Décidément, la salle du Foyer Rural de Donzy a fait encore le plein samedi dernier, pour cette deuxième soirée de la saison, consacrée aux documentaires de création.
Après la projection d'un très beau film réalisé par Laetitia Mikles et intitulé « Touchée » sur l'univers et le langage d'un groupe de jeunes sourds et muets, on visionna le dernier film de Marc Weymuller, réalisateur vivant à Bonnay près de Cluny.
Dans ce film de 55 minutes, Marc tente de dévoiler le mystère «Frère Antoine», un ancien oblat de l’abbaye de Cîteaux, cet homme toujours revêtu d'une robe de moine, que l'on peut voir posté sur le pont de l’autoroute des après-midi durant, en train d'agiter une colombe de bois blanc au-dessus du flot des véhicules. Aujourd’hui, il vit dans un petit logement dans les faubourgs de Mâcon. Lorsqu’il ne se trouve pas sur le pont, il reste chez lui. Il consacre l’essentiel de son temps à fabriquer des petites croix en bois. « Lorsque ses mains travaillent, son esprit se libère, des souvenirs reviennent à sa mémoire. Alors, parfois, Frère Antoine emprunte à nouveau le chemin qui l’a conduit, quarante ans plus tôt, jusqu’aux portes de l’abbaye de Cîteaux... »

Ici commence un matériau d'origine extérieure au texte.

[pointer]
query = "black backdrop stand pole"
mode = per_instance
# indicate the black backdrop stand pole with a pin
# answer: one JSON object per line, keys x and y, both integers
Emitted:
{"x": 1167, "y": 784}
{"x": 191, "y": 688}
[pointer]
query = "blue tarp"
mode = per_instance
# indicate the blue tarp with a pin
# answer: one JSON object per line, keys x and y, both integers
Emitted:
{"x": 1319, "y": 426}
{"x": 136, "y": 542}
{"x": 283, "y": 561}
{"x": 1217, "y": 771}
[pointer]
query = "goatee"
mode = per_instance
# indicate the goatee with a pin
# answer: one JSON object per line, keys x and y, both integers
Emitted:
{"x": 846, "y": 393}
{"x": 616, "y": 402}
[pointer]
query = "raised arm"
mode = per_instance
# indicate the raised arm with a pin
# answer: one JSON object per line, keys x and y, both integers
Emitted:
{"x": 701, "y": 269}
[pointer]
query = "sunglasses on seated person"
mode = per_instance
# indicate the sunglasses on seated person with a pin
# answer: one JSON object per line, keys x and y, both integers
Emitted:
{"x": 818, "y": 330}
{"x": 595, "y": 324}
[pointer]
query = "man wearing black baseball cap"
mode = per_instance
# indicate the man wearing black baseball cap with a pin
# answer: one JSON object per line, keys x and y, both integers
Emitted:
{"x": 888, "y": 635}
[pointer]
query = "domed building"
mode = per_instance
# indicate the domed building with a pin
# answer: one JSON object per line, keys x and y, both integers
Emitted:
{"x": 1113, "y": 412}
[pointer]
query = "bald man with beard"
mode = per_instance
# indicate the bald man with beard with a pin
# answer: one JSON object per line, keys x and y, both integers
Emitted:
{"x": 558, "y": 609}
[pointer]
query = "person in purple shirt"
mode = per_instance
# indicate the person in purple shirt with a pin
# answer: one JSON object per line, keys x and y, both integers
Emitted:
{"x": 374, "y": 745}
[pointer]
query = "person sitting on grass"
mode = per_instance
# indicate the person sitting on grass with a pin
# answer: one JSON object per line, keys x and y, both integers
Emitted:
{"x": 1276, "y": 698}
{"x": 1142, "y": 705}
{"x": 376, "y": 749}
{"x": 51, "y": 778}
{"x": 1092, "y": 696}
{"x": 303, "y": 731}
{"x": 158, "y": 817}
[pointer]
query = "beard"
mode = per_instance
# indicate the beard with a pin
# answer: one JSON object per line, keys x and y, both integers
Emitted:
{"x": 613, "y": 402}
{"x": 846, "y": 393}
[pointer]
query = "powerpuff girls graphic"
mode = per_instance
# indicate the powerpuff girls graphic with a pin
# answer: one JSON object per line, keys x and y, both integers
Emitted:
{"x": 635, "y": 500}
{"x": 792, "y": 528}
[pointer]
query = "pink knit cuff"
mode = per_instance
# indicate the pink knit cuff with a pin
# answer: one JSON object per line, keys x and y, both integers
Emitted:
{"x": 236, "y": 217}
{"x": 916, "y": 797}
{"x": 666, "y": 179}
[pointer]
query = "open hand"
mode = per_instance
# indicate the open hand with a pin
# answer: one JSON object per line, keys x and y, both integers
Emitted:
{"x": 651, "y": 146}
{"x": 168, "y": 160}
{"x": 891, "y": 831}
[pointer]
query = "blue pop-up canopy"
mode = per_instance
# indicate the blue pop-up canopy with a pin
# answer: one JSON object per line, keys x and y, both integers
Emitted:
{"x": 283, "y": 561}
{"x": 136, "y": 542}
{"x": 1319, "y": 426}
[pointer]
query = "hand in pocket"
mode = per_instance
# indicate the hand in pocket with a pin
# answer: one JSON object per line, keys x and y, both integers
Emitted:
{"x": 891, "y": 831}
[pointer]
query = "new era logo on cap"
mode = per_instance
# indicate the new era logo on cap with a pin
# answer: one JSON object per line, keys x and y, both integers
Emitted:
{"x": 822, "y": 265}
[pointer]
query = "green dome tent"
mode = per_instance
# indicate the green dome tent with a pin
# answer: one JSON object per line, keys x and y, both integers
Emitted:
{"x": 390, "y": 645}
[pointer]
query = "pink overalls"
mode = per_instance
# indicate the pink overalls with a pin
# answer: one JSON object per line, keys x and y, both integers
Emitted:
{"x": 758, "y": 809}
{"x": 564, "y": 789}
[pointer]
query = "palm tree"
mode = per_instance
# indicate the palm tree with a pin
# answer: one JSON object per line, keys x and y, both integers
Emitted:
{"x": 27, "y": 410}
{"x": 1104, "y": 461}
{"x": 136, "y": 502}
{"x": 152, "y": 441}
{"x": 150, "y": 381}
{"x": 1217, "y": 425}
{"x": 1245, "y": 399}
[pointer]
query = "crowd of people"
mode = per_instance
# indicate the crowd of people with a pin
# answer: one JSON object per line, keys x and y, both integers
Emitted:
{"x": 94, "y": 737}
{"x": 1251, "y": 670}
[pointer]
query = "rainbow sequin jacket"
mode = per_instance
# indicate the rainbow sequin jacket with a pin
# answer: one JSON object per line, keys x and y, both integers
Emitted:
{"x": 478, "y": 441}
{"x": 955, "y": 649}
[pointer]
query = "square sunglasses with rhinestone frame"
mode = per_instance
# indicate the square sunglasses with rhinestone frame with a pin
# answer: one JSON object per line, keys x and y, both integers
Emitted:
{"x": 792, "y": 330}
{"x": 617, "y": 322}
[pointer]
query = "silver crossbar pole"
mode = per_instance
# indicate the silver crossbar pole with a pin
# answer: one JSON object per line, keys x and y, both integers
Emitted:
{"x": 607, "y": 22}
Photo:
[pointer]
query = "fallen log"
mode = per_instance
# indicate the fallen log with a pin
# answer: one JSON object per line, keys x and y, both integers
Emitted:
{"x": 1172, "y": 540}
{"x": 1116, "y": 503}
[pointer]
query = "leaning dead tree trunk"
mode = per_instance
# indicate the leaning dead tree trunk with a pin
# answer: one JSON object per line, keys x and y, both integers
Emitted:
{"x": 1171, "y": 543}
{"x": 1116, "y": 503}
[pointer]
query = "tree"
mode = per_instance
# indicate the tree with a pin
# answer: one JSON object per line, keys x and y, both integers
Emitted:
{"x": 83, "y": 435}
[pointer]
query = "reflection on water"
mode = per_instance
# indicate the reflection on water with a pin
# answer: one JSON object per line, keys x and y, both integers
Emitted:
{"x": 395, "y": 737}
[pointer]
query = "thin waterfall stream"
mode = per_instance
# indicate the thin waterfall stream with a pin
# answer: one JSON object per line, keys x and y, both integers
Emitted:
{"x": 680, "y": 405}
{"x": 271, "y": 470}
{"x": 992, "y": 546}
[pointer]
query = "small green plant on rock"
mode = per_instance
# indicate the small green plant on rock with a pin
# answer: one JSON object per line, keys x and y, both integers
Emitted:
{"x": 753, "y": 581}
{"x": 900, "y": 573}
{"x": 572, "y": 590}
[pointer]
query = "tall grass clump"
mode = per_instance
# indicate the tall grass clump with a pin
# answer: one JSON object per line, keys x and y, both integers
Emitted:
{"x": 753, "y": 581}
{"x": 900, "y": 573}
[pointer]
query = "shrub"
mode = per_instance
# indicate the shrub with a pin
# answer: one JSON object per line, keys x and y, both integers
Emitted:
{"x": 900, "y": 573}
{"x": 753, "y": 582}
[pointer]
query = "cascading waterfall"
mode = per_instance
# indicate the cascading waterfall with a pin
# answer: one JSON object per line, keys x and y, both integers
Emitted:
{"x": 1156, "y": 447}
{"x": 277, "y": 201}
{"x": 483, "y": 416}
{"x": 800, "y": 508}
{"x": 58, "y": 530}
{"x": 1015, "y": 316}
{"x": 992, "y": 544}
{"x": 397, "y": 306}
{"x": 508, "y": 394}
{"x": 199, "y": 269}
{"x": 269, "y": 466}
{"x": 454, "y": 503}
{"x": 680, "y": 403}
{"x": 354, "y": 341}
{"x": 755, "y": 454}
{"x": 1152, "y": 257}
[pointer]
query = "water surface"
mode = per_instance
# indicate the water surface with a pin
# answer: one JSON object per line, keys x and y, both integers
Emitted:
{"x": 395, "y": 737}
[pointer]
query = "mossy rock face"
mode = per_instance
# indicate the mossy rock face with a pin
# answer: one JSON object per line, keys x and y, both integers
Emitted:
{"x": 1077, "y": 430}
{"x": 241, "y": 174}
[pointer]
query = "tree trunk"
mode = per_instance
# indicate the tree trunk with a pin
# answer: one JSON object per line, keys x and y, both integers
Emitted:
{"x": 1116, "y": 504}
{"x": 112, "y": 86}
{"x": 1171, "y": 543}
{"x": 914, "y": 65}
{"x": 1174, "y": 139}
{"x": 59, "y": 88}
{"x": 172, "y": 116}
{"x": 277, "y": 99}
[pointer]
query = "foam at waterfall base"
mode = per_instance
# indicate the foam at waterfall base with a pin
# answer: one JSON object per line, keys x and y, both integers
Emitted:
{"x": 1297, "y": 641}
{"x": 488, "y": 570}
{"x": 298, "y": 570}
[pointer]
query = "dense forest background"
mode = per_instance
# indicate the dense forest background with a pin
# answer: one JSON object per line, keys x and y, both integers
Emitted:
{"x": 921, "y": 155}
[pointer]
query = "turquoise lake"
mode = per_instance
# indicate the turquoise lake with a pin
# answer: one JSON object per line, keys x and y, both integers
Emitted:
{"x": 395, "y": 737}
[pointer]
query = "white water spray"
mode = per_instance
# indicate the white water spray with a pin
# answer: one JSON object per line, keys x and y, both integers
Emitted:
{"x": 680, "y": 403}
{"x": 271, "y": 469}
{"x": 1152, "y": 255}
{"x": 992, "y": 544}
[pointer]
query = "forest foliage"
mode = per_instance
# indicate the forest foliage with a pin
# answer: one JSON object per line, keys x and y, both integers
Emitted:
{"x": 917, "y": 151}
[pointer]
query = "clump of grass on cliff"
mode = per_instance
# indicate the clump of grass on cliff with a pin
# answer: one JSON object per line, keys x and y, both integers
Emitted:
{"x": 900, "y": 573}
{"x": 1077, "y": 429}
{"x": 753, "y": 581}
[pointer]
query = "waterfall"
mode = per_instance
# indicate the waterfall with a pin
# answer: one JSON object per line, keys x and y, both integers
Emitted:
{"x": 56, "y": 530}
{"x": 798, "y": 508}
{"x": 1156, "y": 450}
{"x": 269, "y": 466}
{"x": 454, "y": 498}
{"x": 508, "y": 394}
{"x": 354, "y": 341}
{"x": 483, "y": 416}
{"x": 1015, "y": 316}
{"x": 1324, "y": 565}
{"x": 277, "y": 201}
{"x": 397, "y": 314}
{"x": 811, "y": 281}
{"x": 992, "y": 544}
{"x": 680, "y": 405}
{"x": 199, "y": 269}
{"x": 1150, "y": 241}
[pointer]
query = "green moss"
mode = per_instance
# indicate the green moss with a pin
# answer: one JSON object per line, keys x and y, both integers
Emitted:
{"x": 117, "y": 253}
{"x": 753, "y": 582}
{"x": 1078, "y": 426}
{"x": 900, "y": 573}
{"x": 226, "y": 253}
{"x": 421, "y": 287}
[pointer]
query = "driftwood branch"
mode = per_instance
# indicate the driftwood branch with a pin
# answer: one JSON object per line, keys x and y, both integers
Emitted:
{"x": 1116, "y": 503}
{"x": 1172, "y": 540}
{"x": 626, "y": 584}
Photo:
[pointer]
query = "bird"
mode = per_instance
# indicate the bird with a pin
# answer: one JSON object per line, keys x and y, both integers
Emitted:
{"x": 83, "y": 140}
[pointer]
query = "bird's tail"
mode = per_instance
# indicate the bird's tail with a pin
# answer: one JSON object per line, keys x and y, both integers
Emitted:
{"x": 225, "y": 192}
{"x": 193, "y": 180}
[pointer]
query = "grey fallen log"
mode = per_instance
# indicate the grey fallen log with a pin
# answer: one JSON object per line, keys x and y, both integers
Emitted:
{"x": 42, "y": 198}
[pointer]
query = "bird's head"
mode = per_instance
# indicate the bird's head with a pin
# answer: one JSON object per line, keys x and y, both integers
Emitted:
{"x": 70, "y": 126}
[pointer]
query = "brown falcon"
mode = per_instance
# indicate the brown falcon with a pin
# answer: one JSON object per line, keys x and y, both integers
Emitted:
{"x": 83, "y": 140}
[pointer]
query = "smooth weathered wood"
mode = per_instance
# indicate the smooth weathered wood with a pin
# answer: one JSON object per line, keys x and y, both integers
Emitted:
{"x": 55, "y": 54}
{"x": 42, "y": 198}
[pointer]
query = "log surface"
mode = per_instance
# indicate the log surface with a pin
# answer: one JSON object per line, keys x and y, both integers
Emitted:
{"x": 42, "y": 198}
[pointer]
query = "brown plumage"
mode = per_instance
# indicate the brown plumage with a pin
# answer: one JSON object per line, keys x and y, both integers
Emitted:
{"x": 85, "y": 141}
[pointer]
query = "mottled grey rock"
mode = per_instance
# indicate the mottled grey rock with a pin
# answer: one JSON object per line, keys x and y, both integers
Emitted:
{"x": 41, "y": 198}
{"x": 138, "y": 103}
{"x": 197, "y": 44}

C’est ainsi que le réalisateur Marc Weymuller présente son film, dont chacun samedi apprécia autant la profonde spiritualité que l'esthétisme dépouillé. Lors du débat qui suivit, se posa la question de la mise en scène des personnages réels dans les documentaires. Il s'avère que le réalisateur donne rarement des images prises spontanément et pratique généralement à une recomposition des situations. Les films de Laetitia Mikles et Marc Weymuller sont la preuve parfaite de ce que le talent peut réussir en ce domaine.